Capire su cosa intervenire non è difficile. Il dossier propone una road map nazionale in 6 punti, ma è solo un sasso lanciato nello stagno, per suscitare discussione e confronto pubblico, per individuare i pilastri di una politica pubblica per periferie più giuste, socialmente e ambientalmente:
1) una politica intersettoriale dedicata alla rigenerazione delle periferie che tenga conto della riqualificazione fisica, sociale e culturale;
2) un’integrazione degli interventi sulle singole abitazioni con quelli a scala di comunità e di quartiere;
3) la garanzia del diritto ad un abitare dignitoso e bassi consumi energetici attraverso politiche pubbliche strutturali e stabili nel tempo, coerenti con la nuova direttiva europea sulle case green;
4) l’accesso garantito alla “ricchezza comune” come diritto di cittadinanza: ovvero servizi sanitari, sociali, culturali e di istruzione prossimi e di qualità, cura degli spazi pubblici e del verde, mobilità sostenibile, e attenzione a tutti quei fattori che nel territorio riducono e compensano le povertà di ricchezza privata;
5) il diritto di accesso all’energia, contrastando la povertà energetica con politiche strutturali, non affidate solo ai bonus;
6) il contrasto alla povertà educativa attraverso una programmazione che finanzi a livello territoriale i Patti Educativi di Comunità, coinvolgendo i vari soggetti attivi (istituzionali e non) e condividendo la strategia per arricchire le aree periferiche di opportunità educative.Intorno a questi assi, è oggi possibile rintracciare nel Paese reale esperienze di innovazione sociale e di rigenerazione multidimensionale che raccontano un’effervescenza sociale con cui la politica non dialoga, ad eccezione di amministrazioni locali illuminate.

E di queste esperienze il dossier racconta una spigolatura, che non ha nessuna pretesa di esaustività.

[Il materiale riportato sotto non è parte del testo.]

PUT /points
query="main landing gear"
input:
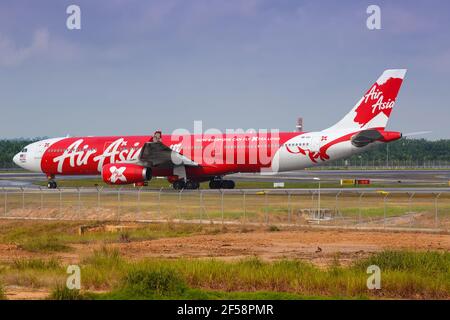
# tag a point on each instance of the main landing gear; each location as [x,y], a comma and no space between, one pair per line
[221,184]
[51,184]
[189,184]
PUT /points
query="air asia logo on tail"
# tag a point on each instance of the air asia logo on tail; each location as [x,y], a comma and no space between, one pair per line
[117,174]
[379,98]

Tutt’altro! Vuole solo far vedere che si può fare, anzi che si sta già facendo, quasi sempre grazie ad una forte sinergia tra istituzioni locali e partecipazione civica dal basso.

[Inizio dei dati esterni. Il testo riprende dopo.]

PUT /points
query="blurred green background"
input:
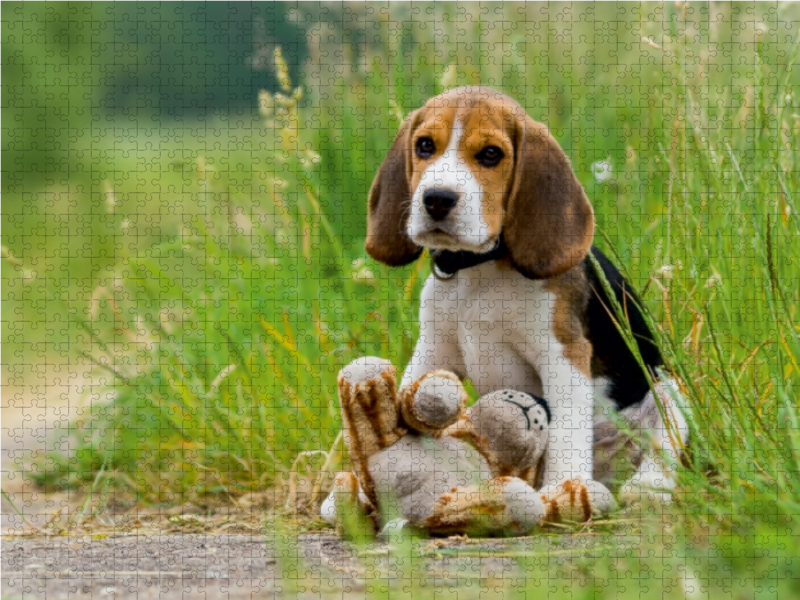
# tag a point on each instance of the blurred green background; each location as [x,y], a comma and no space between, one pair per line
[184,190]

Un tentativo per favorire una discussione aperta con tutti coloro che vogliono occuparsi delle sfide politiche e culturali che ci aspettano da qui ai prossimi anni e che hanno al centro le periferie, perché è qui, come abbiamo detto, che si addensano gran parte delle fragilità e dei bisogni di cui dobbiamo tener conto per affrontare la sfida della transizione ecologica. Parliamo di contrasto alla povertà energetica, di riqualificazione dell’edilizia sociale, di co-housing, di sostegno a qualificare le relazioni di prossimità, magari con presidi associativi, di recupero di spazi pubblici verdi nei quartieri popolari, di partecipazione civica e co-progettazione, di comunità energetiche e di produzione di energie pulite con ricadute sociali, di accompagnamento nell’innovazione tecnologica ed energetica delle fasce sociali più sfornite di strumenti culturali, di riqualificazione delle strutture sanitarie di territorio.

Un’Italia in fermento dove le periferie diventano preziosi laboratori di innovazione, accoglienza e inclusione sociale, contrastando disuguaglianze degrado e povertà.